The proposals also come at a sensitive time for EU/UK trade negotiations. Once outside the bloc in January 2021, the UK will become a third country potentially subject to the new foreign state subsidy rules. The UK has resisted the EU’s desire to include state subsidy “level playing field” obligations in any future trading agreement.6 A foreign subsidy regime may be seen by the EU as an alternative means of securing a level playing field as the UK exits.
The EU sees these types of unilateral measures as helping the EU negotiate multilateral state aid controls with international counterparts. Deputy Director-General Esteva Mosso stated that “the multilateral road continues to be there, but we need to be realistic. If this is not advancing, we need to have our own instruments.”
Legislative Outlook and Implications
The EC’s proposals clearly have strong institutional support within the EU and some member states. That said, whether there will be political appetite for these measures once the EC turns them into a concrete legislative proposal remains to be seen. The EU legislative track would typically be 18 months for something of this complexity. And it is uncertain that the legislation would secure the necessary qualified majority vote among EU governments, who may consider themselves better placed than the EC to determine the benefits of inward investment into their economies, whether subsidized or not. Foreign states may also respond negatively through trade or legal pressure to the proposals, and question the proposals’ compatibility with existing multilateral anti-subsidy regimes. The measures also currently contain many placeholders for crucial legal questions, not least the threshold at which EU intervention becomes appropriate.

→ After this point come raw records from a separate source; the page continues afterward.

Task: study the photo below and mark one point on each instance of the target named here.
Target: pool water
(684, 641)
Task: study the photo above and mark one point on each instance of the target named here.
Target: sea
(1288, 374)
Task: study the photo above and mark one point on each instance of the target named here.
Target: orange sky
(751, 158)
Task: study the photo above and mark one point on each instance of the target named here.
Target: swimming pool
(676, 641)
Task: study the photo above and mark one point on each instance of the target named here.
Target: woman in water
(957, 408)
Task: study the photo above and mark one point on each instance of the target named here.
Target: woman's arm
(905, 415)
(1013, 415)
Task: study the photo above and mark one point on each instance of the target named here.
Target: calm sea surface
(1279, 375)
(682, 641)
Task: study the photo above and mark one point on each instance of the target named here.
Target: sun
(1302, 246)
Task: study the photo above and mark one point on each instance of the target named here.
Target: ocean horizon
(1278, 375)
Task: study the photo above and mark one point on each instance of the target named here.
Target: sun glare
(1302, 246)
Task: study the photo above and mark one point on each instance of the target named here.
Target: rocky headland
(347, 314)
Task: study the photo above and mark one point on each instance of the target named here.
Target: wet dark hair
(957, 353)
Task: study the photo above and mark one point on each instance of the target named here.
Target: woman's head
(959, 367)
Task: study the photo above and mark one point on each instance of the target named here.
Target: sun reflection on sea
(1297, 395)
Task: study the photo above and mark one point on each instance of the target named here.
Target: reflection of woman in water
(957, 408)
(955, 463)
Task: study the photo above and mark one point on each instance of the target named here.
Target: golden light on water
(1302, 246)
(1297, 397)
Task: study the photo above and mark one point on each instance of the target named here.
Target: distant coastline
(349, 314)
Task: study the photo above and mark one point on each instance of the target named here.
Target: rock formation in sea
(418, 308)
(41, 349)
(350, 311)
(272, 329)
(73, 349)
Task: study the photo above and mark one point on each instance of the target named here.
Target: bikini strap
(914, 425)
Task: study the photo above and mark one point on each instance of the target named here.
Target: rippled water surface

Nonetheless, even a partial implementation is expected to have material implications for foreign companies operating or investing in the EU. For M&A practitioners the proposals represent a further political overlay in relation to transactions. Sellers would need to give close consideration to a non-EU acquirer’s ownership, source of funds, home-state backing or market-access privileges and whether the transaction may be perceived as part of a foreign state-backed acquisition strategy in Europe. Sellers would also have to consider the additional potential risks presented by state-supported acquirers and the possibility that European domestic complainants might use regulatory pressure to challenge acquisitions. Companies would also need to be wary of a deal becoming a political, or geopolitical, football. The low thresholds for intervention — potentially biting on minority stakes and targets with a minimal revenue nexus to the EU — create additional legal uncertainties.
1 White Paper on Levelling the Playing Field as Regards Foreign Subsidies, COM(2020) 253 final, 17 June 2020. For a detailed overview of the proposals, see our 24 June 2020 client alert, EU Proposes Controls on Mergers, Market Conduct and Public Contracts To Combat Foreign Subsidies.
2 Commission Adopts White Paper on Foreign Subsidies in the Single Market, EC Press Release, 17 June 2020.
3 Letter of Intent to President David Maria Sassoli and to Chancellor Angela Merkel, State of the Union 2020, 16 September 2020.
4 Ensuring a Level Playing Field Between European Companies and State Owned or Subsidised Enterprises From Third Countries, European Competition Day 2020, 7-8 September 2020.
5 The EU’s Response to China’s State-Driven Investment Strategy, Review No 03/2020, European Court of Auditors, 10 September 2020.
6 Government Sets Out Plans for New Approach to Subsidy Control, Department for Business, Energy & Industrial Strategy Press Release, 9 September 2020 (The UK intends to apply the minimalist WTO rules on subsidies as of 1 January 2021).